Judith attributes the overwhelming predominance of weak ties to two policies: project teams comprising a small number of staff from various departments are formed; and the hospital refuses to employ two or more staff who have ‘a sexual or family alliance’. Although this sounds draconian, Judith says, ‘In a complex structure…extensive weak networks can remain viable only when close ties are prohibited.’ The absence of strong friendship and family ties, and departmental loyalties, weakens ‘in-group solidarity’, which in turns makes it possible for the entire staff to share information.92

The stories of Bain & Company, the intelligence and the Bronx Children’s Center provide some guidance to executives of successful organisations who want to maximise weak links and minimise the dangers of strong ones. To stimulate weak links, flat structures and project teams appear to be important, as do informal opportunities for people who rarely see each other to meet and socialise; diverse hiring; rotating staff through different departments, functions and locations; semi-structured cooperation with other organisations, including exchange programmes; and encouraging employees to cultivate links with people outside the firm. Hiring superconnectors is clearly desirable, as is being in the industry’s ‘world capital’.

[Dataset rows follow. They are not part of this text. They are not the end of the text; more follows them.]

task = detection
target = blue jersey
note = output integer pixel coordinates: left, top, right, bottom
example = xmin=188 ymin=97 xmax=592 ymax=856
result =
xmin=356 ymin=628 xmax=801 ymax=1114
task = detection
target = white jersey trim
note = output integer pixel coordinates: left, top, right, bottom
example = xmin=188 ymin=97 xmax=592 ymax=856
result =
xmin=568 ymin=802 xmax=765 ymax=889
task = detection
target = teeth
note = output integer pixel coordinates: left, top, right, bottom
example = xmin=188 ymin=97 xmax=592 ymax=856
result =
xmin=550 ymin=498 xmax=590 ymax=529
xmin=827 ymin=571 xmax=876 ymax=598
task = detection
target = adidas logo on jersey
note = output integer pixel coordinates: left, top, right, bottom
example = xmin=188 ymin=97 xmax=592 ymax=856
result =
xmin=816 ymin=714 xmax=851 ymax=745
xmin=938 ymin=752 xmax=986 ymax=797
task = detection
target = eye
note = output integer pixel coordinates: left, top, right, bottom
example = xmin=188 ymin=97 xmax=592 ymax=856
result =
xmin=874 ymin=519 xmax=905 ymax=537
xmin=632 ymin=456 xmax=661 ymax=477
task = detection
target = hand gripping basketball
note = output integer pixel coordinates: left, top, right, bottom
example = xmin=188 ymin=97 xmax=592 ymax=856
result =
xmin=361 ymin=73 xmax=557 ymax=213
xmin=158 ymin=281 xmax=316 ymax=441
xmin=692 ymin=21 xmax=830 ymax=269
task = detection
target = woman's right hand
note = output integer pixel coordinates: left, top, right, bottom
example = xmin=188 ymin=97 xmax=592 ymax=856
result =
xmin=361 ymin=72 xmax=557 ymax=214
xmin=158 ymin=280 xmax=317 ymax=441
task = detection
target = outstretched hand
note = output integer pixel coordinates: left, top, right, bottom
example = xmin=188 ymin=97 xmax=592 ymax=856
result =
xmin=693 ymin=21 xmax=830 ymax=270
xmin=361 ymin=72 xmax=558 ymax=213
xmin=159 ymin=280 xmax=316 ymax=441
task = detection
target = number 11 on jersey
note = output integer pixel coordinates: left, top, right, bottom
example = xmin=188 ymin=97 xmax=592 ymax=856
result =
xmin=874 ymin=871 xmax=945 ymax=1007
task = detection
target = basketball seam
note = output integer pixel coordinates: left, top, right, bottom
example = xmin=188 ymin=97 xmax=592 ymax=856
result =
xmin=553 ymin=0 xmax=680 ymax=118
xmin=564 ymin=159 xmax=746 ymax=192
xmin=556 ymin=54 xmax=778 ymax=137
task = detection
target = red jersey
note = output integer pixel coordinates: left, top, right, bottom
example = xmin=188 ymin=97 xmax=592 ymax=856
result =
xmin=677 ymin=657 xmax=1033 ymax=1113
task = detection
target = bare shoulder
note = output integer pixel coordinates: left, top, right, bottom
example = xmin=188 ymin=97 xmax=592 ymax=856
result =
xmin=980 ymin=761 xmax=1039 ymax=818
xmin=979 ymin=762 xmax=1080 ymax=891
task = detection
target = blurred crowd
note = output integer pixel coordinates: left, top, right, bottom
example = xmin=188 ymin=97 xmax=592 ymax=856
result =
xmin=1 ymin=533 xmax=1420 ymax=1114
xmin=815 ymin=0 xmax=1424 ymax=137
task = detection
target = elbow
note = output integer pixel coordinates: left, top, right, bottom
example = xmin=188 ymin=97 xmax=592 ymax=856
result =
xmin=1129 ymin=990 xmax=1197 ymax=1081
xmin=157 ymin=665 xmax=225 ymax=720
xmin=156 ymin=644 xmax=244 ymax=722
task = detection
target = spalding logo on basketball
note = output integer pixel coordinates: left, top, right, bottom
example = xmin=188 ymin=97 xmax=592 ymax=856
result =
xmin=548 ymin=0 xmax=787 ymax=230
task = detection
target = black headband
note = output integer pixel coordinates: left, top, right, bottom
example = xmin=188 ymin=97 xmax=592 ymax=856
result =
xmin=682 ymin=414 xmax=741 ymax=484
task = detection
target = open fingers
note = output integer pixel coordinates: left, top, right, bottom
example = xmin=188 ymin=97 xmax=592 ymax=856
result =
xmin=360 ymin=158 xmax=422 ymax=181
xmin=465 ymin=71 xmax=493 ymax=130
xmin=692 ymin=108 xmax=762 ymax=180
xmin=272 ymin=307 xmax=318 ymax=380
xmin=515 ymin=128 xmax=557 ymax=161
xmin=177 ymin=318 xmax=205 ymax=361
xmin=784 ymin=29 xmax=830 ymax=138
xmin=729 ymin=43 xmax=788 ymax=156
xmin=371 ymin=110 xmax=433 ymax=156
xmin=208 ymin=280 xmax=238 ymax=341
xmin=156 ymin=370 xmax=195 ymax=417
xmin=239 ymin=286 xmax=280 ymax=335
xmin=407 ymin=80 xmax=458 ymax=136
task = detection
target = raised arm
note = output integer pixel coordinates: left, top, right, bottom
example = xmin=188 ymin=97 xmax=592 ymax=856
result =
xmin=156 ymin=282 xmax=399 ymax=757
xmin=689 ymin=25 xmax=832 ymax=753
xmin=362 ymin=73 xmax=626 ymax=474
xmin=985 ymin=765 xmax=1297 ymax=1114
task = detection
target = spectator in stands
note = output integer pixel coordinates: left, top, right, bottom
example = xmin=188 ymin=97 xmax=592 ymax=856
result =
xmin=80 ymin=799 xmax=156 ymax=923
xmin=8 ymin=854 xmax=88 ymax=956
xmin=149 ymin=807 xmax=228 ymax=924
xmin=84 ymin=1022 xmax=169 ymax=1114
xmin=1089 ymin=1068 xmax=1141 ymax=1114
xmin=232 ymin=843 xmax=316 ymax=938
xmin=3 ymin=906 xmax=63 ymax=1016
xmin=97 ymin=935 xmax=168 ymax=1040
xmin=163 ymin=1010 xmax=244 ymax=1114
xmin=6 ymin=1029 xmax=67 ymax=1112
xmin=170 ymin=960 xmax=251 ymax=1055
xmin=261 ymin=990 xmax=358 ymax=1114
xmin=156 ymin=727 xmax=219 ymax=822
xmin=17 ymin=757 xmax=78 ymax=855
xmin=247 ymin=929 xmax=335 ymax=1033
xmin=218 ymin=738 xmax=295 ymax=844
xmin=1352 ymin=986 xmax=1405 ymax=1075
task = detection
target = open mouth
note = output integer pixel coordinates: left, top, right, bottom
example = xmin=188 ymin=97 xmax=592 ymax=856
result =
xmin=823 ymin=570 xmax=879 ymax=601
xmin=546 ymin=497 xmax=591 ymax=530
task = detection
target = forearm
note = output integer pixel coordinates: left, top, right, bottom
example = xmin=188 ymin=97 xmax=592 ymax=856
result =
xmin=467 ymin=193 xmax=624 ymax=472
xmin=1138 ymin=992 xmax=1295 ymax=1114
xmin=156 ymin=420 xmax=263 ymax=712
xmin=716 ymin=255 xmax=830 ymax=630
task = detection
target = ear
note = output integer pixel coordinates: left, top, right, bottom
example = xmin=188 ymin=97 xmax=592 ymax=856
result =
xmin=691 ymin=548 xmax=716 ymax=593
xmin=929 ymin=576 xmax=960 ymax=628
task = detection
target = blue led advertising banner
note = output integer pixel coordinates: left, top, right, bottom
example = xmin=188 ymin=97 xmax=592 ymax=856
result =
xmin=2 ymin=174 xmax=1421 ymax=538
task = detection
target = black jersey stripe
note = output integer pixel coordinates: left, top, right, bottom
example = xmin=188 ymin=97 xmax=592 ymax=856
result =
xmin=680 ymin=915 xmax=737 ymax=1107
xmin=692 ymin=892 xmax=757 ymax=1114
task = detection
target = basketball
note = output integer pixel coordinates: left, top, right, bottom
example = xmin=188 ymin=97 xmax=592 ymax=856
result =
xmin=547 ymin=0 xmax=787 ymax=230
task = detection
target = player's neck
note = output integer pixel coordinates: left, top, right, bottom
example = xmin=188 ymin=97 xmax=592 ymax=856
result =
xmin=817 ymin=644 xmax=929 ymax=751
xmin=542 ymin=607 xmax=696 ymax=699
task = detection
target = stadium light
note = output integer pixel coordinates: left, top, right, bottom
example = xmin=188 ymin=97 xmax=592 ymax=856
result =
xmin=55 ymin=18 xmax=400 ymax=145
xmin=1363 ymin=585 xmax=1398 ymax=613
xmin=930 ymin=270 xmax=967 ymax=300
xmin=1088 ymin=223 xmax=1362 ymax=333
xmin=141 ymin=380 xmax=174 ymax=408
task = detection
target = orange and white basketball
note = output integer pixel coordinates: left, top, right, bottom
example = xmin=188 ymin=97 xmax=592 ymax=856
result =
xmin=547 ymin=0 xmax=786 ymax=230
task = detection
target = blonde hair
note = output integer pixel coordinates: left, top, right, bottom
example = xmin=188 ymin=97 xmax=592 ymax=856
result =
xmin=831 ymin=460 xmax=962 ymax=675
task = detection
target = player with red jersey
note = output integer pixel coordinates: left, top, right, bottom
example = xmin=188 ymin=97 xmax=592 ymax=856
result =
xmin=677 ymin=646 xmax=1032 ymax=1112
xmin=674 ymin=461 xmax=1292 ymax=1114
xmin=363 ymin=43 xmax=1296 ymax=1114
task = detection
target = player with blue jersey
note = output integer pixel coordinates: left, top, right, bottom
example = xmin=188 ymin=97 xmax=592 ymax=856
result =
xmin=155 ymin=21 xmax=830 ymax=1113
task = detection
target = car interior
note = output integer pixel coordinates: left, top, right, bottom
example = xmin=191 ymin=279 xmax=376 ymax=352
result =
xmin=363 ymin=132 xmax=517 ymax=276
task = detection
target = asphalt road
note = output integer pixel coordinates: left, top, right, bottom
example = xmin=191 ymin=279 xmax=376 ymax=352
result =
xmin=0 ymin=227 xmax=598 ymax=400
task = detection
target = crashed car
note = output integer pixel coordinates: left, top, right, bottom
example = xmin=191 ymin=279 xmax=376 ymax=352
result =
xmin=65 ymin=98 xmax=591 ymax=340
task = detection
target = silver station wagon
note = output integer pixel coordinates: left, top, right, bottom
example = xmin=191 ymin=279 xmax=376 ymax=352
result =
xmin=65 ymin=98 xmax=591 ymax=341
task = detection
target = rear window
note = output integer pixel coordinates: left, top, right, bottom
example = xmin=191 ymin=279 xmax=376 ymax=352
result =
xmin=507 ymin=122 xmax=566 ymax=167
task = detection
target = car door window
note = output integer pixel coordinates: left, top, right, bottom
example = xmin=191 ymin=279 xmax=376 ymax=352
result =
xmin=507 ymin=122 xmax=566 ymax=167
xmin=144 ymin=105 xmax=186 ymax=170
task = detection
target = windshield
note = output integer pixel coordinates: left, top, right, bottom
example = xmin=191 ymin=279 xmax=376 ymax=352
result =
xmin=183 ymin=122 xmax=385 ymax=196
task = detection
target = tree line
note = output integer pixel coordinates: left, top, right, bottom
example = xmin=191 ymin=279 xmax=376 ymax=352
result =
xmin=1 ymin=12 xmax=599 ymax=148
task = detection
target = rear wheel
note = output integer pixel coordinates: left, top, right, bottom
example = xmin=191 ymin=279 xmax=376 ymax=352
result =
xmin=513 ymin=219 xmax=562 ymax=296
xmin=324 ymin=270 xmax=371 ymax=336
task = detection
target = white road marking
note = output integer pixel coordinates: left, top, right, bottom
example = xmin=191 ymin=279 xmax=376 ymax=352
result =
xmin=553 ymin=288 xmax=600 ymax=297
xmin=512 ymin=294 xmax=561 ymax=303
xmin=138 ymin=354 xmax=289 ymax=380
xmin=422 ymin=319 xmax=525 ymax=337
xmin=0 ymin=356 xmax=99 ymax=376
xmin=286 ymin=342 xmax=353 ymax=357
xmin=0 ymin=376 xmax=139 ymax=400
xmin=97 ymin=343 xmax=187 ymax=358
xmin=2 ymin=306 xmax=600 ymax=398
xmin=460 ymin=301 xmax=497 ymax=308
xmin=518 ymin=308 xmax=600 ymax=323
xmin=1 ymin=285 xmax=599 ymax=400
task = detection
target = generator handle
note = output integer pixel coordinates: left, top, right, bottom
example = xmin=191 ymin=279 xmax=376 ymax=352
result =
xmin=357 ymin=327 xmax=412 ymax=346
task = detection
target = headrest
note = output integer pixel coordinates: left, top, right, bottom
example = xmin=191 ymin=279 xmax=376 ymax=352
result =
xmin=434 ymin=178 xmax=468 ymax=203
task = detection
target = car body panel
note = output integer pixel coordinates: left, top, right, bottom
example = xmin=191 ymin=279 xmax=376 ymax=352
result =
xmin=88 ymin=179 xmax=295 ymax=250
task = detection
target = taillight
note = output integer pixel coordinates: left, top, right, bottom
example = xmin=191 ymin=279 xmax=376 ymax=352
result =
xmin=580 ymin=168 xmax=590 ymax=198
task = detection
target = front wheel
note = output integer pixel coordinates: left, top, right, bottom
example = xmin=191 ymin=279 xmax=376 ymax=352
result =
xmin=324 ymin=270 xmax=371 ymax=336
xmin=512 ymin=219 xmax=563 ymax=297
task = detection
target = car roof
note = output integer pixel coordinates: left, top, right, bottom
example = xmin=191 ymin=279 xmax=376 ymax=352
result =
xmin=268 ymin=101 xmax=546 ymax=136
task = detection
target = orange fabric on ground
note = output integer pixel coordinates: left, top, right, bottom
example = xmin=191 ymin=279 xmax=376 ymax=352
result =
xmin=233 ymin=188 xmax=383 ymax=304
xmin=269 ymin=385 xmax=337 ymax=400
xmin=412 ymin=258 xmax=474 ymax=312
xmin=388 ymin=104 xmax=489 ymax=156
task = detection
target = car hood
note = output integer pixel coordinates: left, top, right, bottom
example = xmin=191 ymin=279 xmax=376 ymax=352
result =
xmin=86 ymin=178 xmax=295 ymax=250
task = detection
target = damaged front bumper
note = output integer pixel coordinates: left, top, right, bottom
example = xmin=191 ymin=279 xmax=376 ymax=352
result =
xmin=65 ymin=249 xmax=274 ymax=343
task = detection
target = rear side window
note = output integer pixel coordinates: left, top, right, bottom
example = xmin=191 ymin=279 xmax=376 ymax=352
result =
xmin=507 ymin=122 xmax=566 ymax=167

Minimising the dangers of success and strong links requires being alert to their downsides; being paranoid about upstart competition, however small; having a senior executive act as ‘devil’s advocate’ towards your strategy, and reviewing it whenever anyone sniffs potential peril; being willing to do U-turns, or cannibalise your most profitable products by latching on to lower-cost technologies or ways of doing business as soon as these become feasible or a potential rival starts to use them; ferreting out new types of customer, and pursuing small markets, at least on an experimental basis; and bringing ‘dissident’ executives with a foreign mindset into the highest levels.

These remedies may sound simple, and indeed they are. But to put them into practice–against the grain of success, the requirements of volume production and a firm’s culture–requires vision, determination and studied pessimism. That is why the prescriptions, although obvious, are so rarely tried.

Such is the tension of networks, the tension between strong and weak links, the resolution in favour of one, then the other. Weak links find better things to do; strong links find ways to do things better. Weak links are most adept at creating new value, jump-starting a new market; strong links are crafty at capturing and maximising value. (Value capture is distinct from value creation. For example, great scientists such as Charles Darwin and Albert Einstein created enormous value, but they didn’t capture much of it. The same is true of the creators of Wikipedia. But it is emphatically not true of Bill Gates, who created a lot of value but also managed to capture a large proportion of it.)